Certains personnages sont bâclés
Le traitement psychologique des personnages est un autre aspect assez faible dans le feuilleton. Si certains sont conçus avec minutie, notamment sur le plan psychologique, à l’instar de l’inspecteur de police Sofien, d’autres ont été totalement bâclés.
L’un des exemples les plus frappants est – encore – celui de la fille du commerçant de drogues, Zina…
À un moment donné de la série, on fait faire à cette jeune d’une vingtaine d’années un acte aberrant : tuer, consciemment et volontairement, un homme ligoté devant 4 personnes, y compris son frère, tout en sachant que le crime serait filmé. Et bien que ce soit la première fois qu’elle tient une arme entre les mains, non seulement elle le fait avec un sang froid digne d’un tueur en série expérimenté, mais en plus, elle ne ressent, suite à cette épreuve et jusqu’à ce que l’enquête policière a été ouverte, ni remords, ni inquiétude, ni peur, ni déprime… pas le moindre sentiment qu’un être humain est censé éprouver dans une situation semblable. Tout ce qui la préoccupe le jour suivant c’est de trouver un moyen de revoir son copain.

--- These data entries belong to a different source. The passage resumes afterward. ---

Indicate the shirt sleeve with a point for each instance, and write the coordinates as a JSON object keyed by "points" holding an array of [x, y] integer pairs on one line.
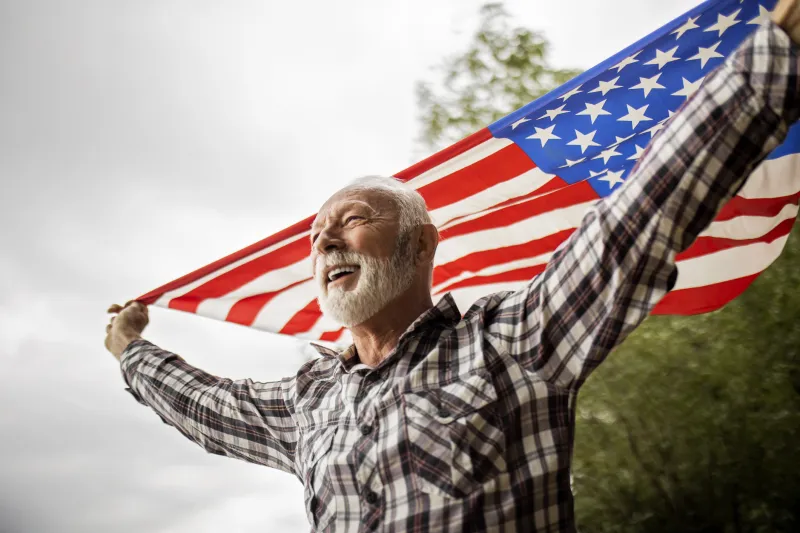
{"points": [[242, 419], [621, 260]]}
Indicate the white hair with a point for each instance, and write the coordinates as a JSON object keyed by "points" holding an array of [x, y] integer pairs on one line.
{"points": [[411, 207]]}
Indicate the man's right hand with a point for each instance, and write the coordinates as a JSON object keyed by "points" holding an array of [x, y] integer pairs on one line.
{"points": [[787, 15], [125, 327]]}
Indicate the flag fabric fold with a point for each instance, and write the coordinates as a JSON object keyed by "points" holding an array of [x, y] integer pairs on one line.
{"points": [[507, 196]]}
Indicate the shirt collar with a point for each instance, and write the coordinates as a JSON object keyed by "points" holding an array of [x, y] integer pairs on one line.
{"points": [[444, 312]]}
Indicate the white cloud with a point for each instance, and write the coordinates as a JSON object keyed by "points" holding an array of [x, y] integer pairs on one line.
{"points": [[141, 140]]}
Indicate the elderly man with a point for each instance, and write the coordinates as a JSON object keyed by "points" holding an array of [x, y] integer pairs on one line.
{"points": [[434, 421]]}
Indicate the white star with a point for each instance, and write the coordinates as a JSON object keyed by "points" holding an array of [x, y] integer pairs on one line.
{"points": [[553, 113], [544, 135], [570, 94], [648, 84], [689, 88], [635, 116], [620, 140], [665, 119], [520, 121], [607, 154], [655, 129], [627, 61], [763, 16], [584, 140], [724, 22], [704, 54], [688, 25], [605, 86], [612, 178], [571, 163], [638, 154], [662, 58], [594, 110]]}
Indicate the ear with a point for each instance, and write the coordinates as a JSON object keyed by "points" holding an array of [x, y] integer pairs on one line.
{"points": [[427, 241]]}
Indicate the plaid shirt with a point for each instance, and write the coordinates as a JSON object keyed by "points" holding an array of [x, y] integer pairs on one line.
{"points": [[468, 424]]}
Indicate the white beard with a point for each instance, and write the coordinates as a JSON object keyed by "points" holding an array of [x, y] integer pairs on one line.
{"points": [[380, 281]]}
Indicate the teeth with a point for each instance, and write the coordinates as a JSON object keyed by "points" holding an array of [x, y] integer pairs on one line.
{"points": [[333, 274]]}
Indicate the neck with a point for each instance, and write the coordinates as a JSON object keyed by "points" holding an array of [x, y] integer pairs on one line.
{"points": [[377, 337]]}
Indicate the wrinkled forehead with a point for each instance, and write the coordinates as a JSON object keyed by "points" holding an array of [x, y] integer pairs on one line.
{"points": [[371, 201]]}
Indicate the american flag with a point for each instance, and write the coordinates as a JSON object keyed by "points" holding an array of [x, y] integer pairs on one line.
{"points": [[507, 196]]}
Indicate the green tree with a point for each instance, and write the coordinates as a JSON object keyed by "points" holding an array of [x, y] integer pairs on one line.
{"points": [[693, 424], [504, 68]]}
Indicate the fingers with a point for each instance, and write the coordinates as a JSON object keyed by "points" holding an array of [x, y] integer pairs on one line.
{"points": [[130, 303]]}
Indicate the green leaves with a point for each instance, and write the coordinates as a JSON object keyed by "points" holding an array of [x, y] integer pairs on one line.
{"points": [[504, 68], [693, 424]]}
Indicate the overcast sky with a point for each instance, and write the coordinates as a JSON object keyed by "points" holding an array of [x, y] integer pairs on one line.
{"points": [[142, 140]]}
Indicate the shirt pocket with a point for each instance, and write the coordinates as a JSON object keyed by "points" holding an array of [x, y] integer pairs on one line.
{"points": [[315, 449], [455, 436]]}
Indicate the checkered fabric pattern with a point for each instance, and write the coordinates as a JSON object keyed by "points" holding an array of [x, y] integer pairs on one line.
{"points": [[468, 425]]}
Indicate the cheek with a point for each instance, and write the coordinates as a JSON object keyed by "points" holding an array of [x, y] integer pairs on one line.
{"points": [[373, 243]]}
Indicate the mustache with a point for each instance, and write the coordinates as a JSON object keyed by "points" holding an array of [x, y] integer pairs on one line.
{"points": [[335, 259]]}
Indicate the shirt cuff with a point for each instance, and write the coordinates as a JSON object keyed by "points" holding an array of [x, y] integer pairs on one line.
{"points": [[772, 65]]}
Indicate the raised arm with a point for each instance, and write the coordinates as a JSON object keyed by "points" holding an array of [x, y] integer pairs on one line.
{"points": [[621, 261], [242, 419]]}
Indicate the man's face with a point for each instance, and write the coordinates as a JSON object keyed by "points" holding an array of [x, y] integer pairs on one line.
{"points": [[361, 262]]}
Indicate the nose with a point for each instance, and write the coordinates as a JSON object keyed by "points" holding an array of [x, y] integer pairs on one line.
{"points": [[327, 242]]}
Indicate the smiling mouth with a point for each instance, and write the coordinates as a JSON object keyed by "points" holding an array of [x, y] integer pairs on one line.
{"points": [[338, 273]]}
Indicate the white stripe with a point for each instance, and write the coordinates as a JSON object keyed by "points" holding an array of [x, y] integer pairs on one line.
{"points": [[473, 155], [774, 178], [271, 281], [729, 264], [696, 272], [535, 227], [748, 227], [277, 313], [525, 183], [164, 299]]}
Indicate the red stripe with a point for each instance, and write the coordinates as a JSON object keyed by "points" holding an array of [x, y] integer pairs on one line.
{"points": [[699, 300], [575, 194], [756, 207], [303, 320], [501, 166], [479, 137], [285, 234], [233, 279], [477, 261], [708, 245], [331, 336], [246, 310]]}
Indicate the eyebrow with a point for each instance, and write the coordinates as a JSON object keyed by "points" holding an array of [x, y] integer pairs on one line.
{"points": [[349, 204]]}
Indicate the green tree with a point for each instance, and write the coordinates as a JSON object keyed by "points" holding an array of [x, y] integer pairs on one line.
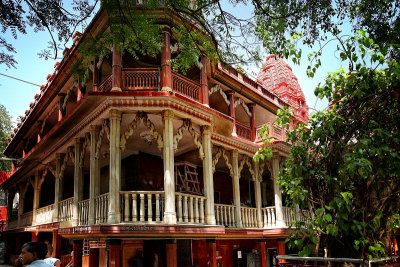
{"points": [[5, 132], [344, 165]]}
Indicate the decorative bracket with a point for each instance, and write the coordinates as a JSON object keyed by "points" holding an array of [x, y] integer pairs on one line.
{"points": [[141, 116], [187, 125]]}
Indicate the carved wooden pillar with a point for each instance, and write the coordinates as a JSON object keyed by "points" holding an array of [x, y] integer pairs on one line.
{"points": [[257, 192], [94, 173], [231, 96], [116, 70], [166, 72], [277, 192], [61, 110], [39, 130], [203, 80], [236, 187], [114, 214], [95, 75], [212, 252], [252, 121], [172, 260], [36, 196], [58, 185], [208, 176], [169, 177], [78, 182]]}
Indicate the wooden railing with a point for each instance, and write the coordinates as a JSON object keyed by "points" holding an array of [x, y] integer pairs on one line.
{"points": [[190, 208], [269, 216], [26, 219], [106, 84], [225, 215], [83, 212], [142, 206], [185, 86], [65, 209], [243, 131], [45, 214], [141, 79], [101, 208], [249, 216]]}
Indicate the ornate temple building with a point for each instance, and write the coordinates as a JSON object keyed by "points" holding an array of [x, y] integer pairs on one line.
{"points": [[142, 160]]}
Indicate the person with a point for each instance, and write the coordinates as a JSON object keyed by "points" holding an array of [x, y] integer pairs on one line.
{"points": [[33, 254], [49, 259]]}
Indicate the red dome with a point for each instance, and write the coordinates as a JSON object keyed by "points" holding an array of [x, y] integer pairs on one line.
{"points": [[278, 77]]}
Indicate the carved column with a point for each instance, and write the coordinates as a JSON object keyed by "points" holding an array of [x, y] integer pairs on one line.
{"points": [[94, 173], [231, 96], [58, 185], [236, 187], [169, 177], [277, 192], [208, 176], [36, 196], [166, 72], [61, 110], [78, 182], [252, 121], [114, 214], [95, 75], [203, 80], [116, 70]]}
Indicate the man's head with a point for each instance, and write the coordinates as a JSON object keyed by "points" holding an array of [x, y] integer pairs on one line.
{"points": [[32, 251]]}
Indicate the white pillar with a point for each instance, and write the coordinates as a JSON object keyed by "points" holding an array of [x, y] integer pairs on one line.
{"points": [[257, 192], [169, 177], [208, 176], [114, 214], [277, 192], [57, 185], [94, 173], [236, 187], [36, 195], [78, 182]]}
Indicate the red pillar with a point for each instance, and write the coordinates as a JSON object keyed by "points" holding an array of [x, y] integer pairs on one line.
{"points": [[78, 246], [56, 243], [281, 248], [166, 72], [95, 74], [263, 253], [114, 253], [117, 70], [93, 257], [231, 96], [61, 110], [204, 84], [212, 252], [171, 253], [252, 121], [35, 236]]}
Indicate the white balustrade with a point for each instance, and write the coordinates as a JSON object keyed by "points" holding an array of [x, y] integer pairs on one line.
{"points": [[101, 208], [225, 215], [190, 208], [249, 216], [65, 209], [142, 206], [45, 214], [83, 212], [269, 216]]}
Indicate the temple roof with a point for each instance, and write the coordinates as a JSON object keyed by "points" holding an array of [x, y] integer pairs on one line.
{"points": [[278, 77]]}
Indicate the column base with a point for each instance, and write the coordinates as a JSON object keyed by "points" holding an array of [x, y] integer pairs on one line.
{"points": [[116, 89], [170, 217]]}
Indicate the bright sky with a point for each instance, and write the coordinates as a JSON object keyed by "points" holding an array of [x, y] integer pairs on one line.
{"points": [[16, 95]]}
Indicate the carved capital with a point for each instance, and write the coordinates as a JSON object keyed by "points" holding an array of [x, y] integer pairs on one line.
{"points": [[115, 114], [168, 114]]}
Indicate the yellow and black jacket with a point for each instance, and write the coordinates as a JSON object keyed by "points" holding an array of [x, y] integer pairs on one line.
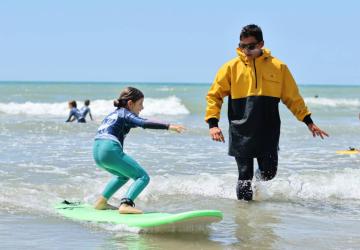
{"points": [[254, 89]]}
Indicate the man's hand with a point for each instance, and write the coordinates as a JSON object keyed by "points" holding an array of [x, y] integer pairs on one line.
{"points": [[316, 131], [216, 134], [177, 128]]}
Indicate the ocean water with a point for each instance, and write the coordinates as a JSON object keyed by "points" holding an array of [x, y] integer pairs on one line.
{"points": [[313, 202]]}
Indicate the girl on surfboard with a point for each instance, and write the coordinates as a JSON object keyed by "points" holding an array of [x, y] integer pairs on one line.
{"points": [[108, 149]]}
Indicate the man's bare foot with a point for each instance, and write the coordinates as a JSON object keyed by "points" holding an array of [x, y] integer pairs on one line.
{"points": [[101, 204], [127, 209]]}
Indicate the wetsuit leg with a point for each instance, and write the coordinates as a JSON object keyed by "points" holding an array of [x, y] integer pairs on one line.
{"points": [[268, 166], [109, 155], [246, 173]]}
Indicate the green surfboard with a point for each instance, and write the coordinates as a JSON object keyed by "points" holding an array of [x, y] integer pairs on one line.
{"points": [[153, 220]]}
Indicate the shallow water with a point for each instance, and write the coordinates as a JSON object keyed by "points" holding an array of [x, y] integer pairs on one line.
{"points": [[313, 203]]}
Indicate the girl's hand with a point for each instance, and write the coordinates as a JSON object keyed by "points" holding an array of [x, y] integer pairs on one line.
{"points": [[176, 128]]}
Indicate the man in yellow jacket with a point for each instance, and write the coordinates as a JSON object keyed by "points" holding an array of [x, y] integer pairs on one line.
{"points": [[254, 82]]}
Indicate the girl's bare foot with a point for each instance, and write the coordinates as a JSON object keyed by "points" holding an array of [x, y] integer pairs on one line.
{"points": [[127, 209], [101, 204]]}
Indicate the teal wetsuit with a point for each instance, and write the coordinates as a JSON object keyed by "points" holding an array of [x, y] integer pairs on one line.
{"points": [[108, 152]]}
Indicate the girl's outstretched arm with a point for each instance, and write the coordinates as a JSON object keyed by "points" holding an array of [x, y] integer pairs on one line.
{"points": [[136, 121]]}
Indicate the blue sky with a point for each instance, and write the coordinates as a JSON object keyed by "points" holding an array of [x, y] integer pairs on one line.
{"points": [[173, 41]]}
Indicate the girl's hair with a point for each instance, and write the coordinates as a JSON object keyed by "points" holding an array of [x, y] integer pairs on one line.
{"points": [[126, 95], [72, 103]]}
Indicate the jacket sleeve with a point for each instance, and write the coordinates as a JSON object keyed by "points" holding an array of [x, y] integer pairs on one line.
{"points": [[218, 90], [291, 97]]}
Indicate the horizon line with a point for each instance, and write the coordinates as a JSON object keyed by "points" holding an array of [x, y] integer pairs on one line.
{"points": [[151, 82]]}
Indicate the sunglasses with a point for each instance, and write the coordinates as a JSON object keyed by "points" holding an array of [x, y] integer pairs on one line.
{"points": [[249, 46]]}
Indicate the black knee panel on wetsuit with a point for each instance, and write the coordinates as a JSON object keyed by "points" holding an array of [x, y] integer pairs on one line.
{"points": [[268, 174], [244, 190]]}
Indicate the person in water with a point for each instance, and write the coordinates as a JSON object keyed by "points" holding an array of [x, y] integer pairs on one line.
{"points": [[75, 113], [254, 82], [108, 149], [86, 110]]}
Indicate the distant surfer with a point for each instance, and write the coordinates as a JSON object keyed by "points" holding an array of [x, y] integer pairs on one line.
{"points": [[254, 82], [74, 113], [108, 149], [85, 110]]}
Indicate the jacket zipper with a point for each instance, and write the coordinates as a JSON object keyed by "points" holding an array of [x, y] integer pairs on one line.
{"points": [[255, 74]]}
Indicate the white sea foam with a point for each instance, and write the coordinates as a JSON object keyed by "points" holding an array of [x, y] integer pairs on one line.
{"points": [[171, 105], [320, 186], [330, 102]]}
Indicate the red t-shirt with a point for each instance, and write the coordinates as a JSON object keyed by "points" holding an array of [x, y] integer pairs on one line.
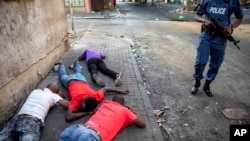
{"points": [[110, 118], [78, 90]]}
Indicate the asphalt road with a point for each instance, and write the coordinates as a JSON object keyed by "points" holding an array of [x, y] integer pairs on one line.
{"points": [[165, 52], [164, 44]]}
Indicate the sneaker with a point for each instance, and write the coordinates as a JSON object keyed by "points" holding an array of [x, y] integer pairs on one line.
{"points": [[98, 80], [118, 80], [72, 66], [196, 86], [56, 67], [207, 91]]}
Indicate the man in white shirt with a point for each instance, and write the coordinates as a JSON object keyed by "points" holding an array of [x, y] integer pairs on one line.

La qualité des dialogues est également en dents de scie et manquent, globalement, de profondeur. Et le constat est le même en ce qui concerne le jeu d’acteurs. Particulièrement, le fait que certains d’entre eux en viennent à endurcir leurs voix ou à faire des gestes stéréotypés pour paraître «bad boy», à l’instar de Yassine Ben Gamra ou d’Amine Ben Salah, a été assez grossier. Le personnage joué par ce dernier a même suscité beaucoup de moquerie dans les réseaux sociaux.
Pour conclure, et afin de relativiser notre opinion, il ne faut pas oublier qu’‘‘Awled Moufida’’ est un feuilleton destiné au grand public tunisien, ce qui pourrait justifier sa superficialité. Toutefois, on aurait espéré qu’un travail télévisé aussi populaire soit d’un meilleur niveau.